# Implementing Elman RNN in Tensorflow: a Helpful Tutorial

#### Written by Kevin Jacobs

I'm Kevin, a Data Scientist, PhD student in NLP and Law and blog writer for Data Blogger.

In this Python Deep Learning tutorial, an implementation and explanation is given for an Elman RNN. The implementation is done in Tensorflow, which is one of the many Python Deep Learning libraries.

A more modern RNN is the GRU. A GRU has less parameters to train and is therefore quite fast. An implementation in Tensorflow of the GRU can be found here.

## What is an Elman RNN?

Suppose you have many documents and you would like to find all names in the documents. Then one option is to use an Elman RNN! This RNN is originally invented by Jeffrey Elman [1]. The Elman RNN reads word (and context) by word (and context) and tries to predict the label (either O if the word is not a name, B-NAME if the word is the beginning of a name and I-NAME if the word is the continuation of a name). One example of such a labeling is the following:

Barack Obama is a former president of the USA.

The labelling (or annotation) would then be as follows:

• Barack [B-NAME]
• Obama [I-NAME]
• is [O]
• a [O]
• former[O]
• president [O]
• of [O]
• the [O]
• USA [O]
• . [O]

In the next section, we will look at the architecture of the network.

## The Architecture

The Elman Recurrent Neural Network is a neural network with a variable number of recursions.
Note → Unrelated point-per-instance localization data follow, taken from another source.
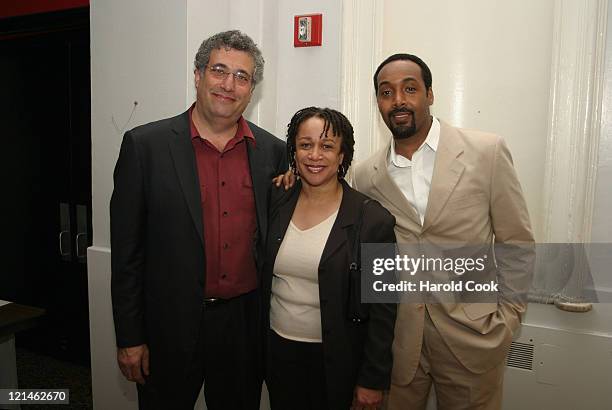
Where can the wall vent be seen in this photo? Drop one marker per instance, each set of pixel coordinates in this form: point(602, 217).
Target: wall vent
point(520, 356)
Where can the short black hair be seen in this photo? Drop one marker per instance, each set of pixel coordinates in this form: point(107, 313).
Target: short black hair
point(425, 71)
point(334, 120)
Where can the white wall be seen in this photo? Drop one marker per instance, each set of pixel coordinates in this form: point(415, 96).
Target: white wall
point(138, 51)
point(490, 62)
point(602, 217)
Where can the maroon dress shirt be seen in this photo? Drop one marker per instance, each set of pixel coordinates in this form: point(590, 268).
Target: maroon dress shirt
point(228, 213)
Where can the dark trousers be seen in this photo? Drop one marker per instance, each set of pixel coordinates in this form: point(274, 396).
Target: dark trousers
point(227, 360)
point(295, 374)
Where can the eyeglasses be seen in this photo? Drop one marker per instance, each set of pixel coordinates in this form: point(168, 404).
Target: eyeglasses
point(220, 72)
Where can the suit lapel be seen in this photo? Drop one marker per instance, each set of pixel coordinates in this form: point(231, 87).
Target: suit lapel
point(390, 194)
point(447, 171)
point(347, 215)
point(261, 182)
point(186, 169)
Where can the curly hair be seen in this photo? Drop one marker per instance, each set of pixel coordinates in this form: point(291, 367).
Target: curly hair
point(334, 121)
point(425, 71)
point(232, 39)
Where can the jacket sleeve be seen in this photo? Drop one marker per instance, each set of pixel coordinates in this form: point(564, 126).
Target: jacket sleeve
point(514, 242)
point(375, 371)
point(127, 220)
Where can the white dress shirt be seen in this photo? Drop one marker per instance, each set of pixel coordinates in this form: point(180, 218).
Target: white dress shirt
point(413, 177)
point(295, 311)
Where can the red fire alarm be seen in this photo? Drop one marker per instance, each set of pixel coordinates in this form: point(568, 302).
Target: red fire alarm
point(307, 30)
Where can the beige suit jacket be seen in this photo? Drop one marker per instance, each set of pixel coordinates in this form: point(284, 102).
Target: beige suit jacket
point(475, 198)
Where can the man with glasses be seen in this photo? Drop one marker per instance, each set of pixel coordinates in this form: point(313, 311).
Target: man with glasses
point(188, 220)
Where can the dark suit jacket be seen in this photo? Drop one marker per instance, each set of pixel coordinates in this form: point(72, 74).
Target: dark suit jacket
point(158, 260)
point(354, 353)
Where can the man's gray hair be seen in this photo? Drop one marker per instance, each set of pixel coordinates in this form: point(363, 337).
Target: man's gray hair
point(232, 39)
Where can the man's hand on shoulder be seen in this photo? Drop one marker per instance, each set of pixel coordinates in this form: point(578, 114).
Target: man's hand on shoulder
point(287, 179)
point(134, 362)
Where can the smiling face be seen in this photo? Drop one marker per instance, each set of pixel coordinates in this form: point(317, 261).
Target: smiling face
point(224, 99)
point(403, 100)
point(317, 156)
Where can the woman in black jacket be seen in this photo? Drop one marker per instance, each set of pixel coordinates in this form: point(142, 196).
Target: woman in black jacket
point(318, 356)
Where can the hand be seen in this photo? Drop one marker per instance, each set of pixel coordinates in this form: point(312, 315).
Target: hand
point(134, 362)
point(287, 179)
point(366, 399)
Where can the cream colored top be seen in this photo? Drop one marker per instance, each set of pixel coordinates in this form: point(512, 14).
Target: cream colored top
point(294, 306)
point(413, 178)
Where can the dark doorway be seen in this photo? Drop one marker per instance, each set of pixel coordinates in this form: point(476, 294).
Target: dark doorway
point(46, 176)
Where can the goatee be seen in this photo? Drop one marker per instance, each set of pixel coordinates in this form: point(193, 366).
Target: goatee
point(401, 132)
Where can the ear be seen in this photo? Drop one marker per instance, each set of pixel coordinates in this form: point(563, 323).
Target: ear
point(197, 77)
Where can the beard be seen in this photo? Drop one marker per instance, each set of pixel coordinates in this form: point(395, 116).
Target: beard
point(401, 132)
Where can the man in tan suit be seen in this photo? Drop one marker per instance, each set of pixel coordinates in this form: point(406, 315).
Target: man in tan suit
point(447, 185)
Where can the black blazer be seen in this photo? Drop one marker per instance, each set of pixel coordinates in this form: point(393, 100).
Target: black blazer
point(158, 260)
point(354, 353)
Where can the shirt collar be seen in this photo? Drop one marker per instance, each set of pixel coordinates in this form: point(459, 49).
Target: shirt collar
point(243, 127)
point(431, 141)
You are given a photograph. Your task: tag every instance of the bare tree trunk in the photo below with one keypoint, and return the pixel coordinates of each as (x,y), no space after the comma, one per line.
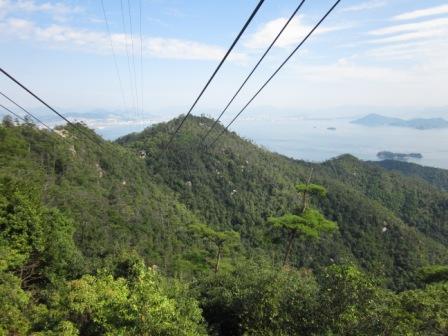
(218,259)
(292,235)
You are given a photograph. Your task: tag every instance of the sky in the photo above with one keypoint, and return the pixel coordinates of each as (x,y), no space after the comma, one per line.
(387,55)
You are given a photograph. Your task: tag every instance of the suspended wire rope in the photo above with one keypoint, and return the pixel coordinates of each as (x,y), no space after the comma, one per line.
(275,72)
(126,45)
(81,130)
(26,111)
(13,113)
(253,70)
(131,33)
(249,20)
(117,69)
(141,54)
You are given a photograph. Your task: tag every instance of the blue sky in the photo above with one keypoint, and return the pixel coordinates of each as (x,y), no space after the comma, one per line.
(388,54)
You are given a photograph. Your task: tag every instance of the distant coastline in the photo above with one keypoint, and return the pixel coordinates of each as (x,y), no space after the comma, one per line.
(386,155)
(375,120)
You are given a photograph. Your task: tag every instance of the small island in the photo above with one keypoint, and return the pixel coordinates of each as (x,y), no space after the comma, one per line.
(385,155)
(376,120)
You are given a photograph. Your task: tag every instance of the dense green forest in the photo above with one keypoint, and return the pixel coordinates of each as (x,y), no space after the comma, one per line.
(135,237)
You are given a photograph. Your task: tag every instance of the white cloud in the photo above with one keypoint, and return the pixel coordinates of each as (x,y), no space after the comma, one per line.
(425,30)
(292,35)
(98,42)
(345,69)
(366,6)
(410,27)
(58,10)
(439,10)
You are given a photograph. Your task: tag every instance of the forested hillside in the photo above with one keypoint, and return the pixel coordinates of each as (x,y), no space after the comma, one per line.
(137,237)
(389,224)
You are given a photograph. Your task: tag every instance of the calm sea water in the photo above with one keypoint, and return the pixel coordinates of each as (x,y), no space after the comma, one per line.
(311,140)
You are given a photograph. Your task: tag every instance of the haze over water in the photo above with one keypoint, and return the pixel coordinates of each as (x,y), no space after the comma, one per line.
(311,140)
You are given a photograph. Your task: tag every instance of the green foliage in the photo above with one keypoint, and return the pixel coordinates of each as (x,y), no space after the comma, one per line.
(310,224)
(218,237)
(254,300)
(434,273)
(311,189)
(79,225)
(143,305)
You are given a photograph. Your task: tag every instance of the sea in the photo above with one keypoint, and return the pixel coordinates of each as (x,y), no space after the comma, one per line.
(318,140)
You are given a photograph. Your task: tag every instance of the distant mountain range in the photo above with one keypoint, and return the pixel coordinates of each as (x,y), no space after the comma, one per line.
(373,120)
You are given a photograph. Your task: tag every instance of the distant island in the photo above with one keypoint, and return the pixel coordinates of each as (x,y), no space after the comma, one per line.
(385,155)
(374,120)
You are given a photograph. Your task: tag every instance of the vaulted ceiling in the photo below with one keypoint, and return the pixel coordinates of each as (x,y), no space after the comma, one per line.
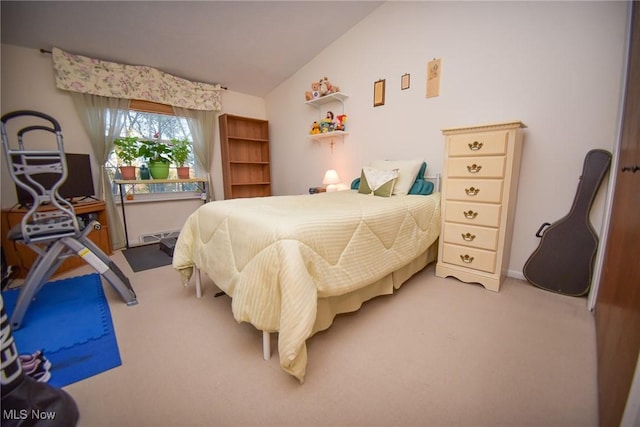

In this article, we will implement one including a Word Embedding layer which converts words to a semantic representation. Then, these embeddings are fed to the recursion layer which takes the previous hidden layer ($h_{t-1}$) and current token ($x_t$) as input and produces probabilities for each of the classes ($p(O)$, $p(B-NAME)$, $p(I-NAME)$) as output. The internal hidden layer and the next token are then used as input for the recursion.

## A few words on the implementation

### Tensorboard

I found it extremely useful to use Tensorboard! With Tensorboard, you can visualize the variables and by that I discovered that I obtained NaN values fairly quickly. This was due to an exploding gradient. I limited the learning rate and things went well. The loss decreased and in the end I obtained satisfying results.

I always create classes that load the data. In that way, I have a data abstraction and that is useful because almost every project has different data. I can then reuse my models and just plugin another data loader for different projects. Furthermore, make sure that your data formats are fast to read! I now use cPickle for storing and loading my data and this saved me a lot of time since for every run I need to load many datafiles. If you have a different approach, please let me know in the comment section below!

## The implementation

So, now I told you about the model, I will give you the implementation in Python and using Tensorflow. If you have any questions, please ask me and send a comment in the comment section below! I will first show you the graph obtained from the Tensorboard:

I grouped relevant layers into scopes. What you can clearly see is that the input layer sends its data to the recurrence layer. This is correct, since the inputs are converted into embeddings and the embeddings are used for the recurrence layer. Then, the outputs of the recurrence layers are used to calculate the output. For backpropagation, the gradients are computed and are fed back into the network to update the weights and biases.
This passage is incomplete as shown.